In this decision, the New Hampshire Supreme Court clarified an ambiguity in the statutory definition of “agriculture”: “agriculture” does not include “agritourism."

This case began when the Town of Henniker issued a notice of violation to Stephen Forster, who operates a Christmas tree farm in the rural residential district of Town, where agricultural uses are permitted. However, in addition to the Christmas tree operation, Forster used his property to host weddings and other events. The Town declared this a violation of the zoning ordinance because the practice of hosting such events constituted a commercial use. On appeal, the zoning board of adjustment determined that this practice was not an accessory use and was not permitted in this zone, and the superior court agreed.

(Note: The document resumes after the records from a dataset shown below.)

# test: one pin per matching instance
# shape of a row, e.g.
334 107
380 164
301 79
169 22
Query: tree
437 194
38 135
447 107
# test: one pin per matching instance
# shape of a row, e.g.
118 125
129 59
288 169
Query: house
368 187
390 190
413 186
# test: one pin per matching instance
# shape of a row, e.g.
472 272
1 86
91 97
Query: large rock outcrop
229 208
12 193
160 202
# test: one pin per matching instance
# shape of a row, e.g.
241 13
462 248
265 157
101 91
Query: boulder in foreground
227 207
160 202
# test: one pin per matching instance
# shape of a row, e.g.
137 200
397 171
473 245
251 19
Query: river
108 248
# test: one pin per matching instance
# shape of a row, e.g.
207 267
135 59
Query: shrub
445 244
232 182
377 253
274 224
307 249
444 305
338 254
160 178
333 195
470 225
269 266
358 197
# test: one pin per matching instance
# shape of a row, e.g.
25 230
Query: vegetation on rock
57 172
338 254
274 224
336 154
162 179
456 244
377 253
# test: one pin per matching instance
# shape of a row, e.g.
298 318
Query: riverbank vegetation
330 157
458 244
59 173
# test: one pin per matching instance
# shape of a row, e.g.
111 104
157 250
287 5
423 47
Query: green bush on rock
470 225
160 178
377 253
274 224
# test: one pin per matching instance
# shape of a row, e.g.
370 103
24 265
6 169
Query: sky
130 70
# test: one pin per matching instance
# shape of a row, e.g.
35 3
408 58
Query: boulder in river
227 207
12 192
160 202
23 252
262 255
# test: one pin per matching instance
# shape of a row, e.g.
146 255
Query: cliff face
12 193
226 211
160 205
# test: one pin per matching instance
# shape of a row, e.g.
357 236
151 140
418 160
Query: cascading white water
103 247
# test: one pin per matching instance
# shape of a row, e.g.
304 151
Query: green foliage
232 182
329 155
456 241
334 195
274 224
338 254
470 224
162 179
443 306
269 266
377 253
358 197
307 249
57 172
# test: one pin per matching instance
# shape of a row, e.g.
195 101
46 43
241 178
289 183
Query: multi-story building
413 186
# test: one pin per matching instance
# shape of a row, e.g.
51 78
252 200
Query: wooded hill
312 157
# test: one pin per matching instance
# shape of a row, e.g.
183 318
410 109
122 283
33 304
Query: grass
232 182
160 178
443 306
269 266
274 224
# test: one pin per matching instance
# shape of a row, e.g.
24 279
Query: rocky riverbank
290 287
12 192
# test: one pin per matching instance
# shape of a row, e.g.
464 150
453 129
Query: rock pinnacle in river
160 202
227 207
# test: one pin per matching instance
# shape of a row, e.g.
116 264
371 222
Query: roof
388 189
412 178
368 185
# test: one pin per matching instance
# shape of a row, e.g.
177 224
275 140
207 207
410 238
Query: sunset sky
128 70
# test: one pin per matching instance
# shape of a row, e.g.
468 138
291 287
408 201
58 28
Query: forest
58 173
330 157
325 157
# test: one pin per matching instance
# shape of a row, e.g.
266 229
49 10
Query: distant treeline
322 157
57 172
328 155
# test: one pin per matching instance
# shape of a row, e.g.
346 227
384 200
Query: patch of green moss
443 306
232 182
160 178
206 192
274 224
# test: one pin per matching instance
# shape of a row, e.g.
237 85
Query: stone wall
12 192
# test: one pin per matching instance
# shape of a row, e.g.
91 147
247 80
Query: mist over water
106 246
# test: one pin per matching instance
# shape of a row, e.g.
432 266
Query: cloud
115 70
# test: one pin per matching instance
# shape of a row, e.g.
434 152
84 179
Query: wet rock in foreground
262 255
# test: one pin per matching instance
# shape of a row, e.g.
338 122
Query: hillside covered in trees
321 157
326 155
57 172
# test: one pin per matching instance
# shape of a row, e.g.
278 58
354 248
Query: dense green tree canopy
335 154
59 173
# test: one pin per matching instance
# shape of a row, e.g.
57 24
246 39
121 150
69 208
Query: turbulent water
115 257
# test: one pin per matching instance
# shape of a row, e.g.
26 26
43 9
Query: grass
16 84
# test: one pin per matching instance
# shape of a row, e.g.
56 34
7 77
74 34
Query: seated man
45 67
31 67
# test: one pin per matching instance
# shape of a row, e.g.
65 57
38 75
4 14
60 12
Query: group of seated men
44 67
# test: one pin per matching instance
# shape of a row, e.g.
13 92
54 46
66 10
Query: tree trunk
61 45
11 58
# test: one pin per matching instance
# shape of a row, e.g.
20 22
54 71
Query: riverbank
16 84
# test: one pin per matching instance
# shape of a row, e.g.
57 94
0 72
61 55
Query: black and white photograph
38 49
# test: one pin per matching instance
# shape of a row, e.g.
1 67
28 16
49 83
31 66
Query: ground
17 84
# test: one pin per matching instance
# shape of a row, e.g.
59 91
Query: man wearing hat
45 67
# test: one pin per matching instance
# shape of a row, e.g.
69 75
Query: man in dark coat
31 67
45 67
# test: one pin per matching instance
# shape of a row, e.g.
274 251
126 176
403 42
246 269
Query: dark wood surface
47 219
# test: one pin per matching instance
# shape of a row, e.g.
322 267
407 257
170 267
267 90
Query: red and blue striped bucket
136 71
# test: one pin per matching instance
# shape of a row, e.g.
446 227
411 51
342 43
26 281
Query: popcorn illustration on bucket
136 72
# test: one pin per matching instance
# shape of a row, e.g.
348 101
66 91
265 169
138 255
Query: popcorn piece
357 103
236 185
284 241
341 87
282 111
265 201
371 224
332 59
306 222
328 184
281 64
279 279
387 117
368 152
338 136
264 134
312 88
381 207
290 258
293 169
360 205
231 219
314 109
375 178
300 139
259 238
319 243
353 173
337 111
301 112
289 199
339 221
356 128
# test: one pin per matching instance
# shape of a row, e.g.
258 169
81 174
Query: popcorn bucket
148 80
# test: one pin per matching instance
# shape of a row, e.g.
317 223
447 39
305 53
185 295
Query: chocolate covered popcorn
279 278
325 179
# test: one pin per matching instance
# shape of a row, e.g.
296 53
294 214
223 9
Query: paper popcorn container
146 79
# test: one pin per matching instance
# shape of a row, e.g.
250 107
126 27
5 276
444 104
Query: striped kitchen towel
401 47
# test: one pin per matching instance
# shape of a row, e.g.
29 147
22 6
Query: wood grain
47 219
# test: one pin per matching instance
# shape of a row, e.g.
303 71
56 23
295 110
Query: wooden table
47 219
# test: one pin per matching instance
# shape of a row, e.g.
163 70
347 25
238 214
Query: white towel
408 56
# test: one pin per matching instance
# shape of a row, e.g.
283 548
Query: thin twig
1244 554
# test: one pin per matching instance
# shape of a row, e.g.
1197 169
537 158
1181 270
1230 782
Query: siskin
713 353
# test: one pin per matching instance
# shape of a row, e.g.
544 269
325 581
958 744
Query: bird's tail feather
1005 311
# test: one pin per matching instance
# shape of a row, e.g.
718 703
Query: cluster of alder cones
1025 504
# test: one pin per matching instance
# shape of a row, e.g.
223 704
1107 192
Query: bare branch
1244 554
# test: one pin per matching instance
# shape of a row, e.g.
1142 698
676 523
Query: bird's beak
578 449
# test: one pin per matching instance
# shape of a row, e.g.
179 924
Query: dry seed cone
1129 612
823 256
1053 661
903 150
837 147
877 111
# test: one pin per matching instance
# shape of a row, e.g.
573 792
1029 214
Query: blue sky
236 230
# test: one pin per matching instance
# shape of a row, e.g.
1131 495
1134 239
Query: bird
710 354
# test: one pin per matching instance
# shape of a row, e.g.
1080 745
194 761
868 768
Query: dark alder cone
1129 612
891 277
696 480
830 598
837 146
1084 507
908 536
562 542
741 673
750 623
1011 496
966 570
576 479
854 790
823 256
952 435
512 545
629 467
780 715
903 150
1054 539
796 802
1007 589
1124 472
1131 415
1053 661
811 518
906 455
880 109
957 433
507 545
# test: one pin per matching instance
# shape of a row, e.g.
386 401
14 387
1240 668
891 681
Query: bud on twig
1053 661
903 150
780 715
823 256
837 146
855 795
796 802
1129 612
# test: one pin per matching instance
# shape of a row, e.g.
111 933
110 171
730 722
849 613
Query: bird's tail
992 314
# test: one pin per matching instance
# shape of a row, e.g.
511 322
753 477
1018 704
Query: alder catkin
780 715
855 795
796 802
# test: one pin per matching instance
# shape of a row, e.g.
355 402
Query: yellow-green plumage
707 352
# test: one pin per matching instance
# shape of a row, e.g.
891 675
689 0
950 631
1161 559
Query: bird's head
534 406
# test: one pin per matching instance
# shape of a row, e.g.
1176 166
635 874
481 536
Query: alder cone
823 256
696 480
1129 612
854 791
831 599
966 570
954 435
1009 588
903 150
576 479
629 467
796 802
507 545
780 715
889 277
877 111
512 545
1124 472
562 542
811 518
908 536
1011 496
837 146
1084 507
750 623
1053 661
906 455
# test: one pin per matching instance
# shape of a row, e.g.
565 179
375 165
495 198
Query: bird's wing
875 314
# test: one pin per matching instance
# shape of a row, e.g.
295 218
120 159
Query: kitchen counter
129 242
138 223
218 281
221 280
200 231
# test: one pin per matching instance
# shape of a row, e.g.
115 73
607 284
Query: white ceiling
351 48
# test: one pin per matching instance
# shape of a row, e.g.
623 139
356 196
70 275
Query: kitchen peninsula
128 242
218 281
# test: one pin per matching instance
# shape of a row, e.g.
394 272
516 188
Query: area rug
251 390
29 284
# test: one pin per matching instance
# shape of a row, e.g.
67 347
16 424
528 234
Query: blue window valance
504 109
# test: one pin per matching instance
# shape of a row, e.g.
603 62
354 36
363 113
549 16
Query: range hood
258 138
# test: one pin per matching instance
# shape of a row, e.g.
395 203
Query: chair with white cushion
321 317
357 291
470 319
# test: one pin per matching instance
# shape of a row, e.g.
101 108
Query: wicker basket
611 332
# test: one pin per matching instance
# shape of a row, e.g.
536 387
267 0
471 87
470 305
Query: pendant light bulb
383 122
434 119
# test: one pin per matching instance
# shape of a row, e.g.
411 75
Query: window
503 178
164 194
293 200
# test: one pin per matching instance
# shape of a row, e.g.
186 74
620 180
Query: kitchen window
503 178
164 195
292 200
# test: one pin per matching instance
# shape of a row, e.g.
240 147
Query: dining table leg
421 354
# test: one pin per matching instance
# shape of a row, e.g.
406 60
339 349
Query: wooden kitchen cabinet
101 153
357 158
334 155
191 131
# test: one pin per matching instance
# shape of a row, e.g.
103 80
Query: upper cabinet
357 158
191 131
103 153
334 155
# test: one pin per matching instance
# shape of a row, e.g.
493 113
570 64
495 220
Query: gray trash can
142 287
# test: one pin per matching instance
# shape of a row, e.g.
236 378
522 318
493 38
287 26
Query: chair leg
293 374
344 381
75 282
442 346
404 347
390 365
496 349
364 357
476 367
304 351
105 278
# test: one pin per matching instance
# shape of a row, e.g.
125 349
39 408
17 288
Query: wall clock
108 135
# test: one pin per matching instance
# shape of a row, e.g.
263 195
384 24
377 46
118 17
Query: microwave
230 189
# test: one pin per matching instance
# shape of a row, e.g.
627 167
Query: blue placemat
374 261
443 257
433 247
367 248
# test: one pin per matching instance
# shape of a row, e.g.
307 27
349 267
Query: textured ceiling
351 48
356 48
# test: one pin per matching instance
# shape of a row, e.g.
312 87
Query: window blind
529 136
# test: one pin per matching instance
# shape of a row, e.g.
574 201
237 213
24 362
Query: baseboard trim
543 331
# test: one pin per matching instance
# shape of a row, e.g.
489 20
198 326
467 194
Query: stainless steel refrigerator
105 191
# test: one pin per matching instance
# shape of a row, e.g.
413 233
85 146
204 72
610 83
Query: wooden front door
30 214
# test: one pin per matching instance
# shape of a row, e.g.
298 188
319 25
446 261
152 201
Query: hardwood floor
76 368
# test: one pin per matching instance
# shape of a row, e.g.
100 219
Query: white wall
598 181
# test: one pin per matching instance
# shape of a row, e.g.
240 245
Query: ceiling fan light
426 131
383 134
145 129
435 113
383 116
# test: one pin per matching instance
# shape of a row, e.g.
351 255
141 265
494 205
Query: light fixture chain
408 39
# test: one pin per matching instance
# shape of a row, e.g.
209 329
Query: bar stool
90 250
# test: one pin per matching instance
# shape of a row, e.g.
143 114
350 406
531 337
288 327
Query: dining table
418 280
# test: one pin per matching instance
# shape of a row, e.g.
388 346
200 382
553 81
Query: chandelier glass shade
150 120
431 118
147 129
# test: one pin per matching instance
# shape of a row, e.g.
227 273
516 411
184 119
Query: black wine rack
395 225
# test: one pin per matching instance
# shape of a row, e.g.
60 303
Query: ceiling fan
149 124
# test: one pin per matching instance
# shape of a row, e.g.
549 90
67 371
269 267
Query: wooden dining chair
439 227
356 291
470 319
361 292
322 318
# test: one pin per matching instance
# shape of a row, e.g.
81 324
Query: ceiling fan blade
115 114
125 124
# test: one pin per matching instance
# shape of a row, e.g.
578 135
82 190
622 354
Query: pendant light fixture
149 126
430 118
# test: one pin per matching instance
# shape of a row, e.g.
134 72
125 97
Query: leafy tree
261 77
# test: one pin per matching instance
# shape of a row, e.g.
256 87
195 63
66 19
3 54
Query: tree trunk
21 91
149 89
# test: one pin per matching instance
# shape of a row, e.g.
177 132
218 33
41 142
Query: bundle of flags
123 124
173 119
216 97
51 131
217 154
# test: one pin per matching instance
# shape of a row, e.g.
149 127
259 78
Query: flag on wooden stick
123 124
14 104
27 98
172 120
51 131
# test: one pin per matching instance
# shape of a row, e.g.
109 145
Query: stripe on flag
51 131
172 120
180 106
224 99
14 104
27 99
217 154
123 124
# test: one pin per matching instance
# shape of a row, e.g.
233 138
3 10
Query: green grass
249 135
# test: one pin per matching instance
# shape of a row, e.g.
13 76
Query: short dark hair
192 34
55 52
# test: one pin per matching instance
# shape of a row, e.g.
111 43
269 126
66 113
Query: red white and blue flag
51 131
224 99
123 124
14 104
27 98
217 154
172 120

 The New Hampshire Supreme Court began by comparing the statutory definitions of “farm,” “agriculture,” “farming,” “farmers’ market,” and “agritourism” found in RSA 21:34-a. Although the Christmas tree operation is clearly an agricultural use under RSA 21:34-a, II(a), the Court determined that hosting events is not a practice “incident to” the tree farm under 21:34-a, II(b)—either expressly or by analogy to the other practices listed in that section. In addition, even if Forster’s practice of hosting events is “agritourism,” the definition of that term, found in RSA 21:34-a, VI, does not state that “agritourism” qualifies as “agriculture.”

This interpretation—that the statutory definition of agriculture does not include agritourism—is bolstered by the legislative history. In creating these definitions, the legislature debated the inclusion of an additional phrase in the definition of agritourism, such that it would have read as follows: “attracting visitors to farm operations for the purpose of eating a meal, making overnight stays, enjoyment, education, or active involvement in the activity of the farm or operation, and as such shall be considered an agricultural use.” The fact that the legislature ultimately deleted language that would expressly include agritourism in the definition of agriculture revealed that the legislature did not intend such a result.

Once the Court determined that the practice of hosting these events did not qualify as an agricultural use, the question remained whether the practice qualified as an accessory use. The Town’s zoning ordinance defines an accessory use as a “use subordinate and customarily incidental to the main . . . use on the same lot.” The Court decided that the use did not qualify as accessory because Forster had not established a key element: that the practice of hosting weddings and other events has “commonly, habitually and by long practice been established as reasonably associated with the primary . . . use in the local area.” The only evidence presented on this point—a list of New England farms holding similar events, printouts from the websites of nine New Hampshire farms, and testimony from two other New Hampshire farms—established that a meager minority of farms engage in similar practices.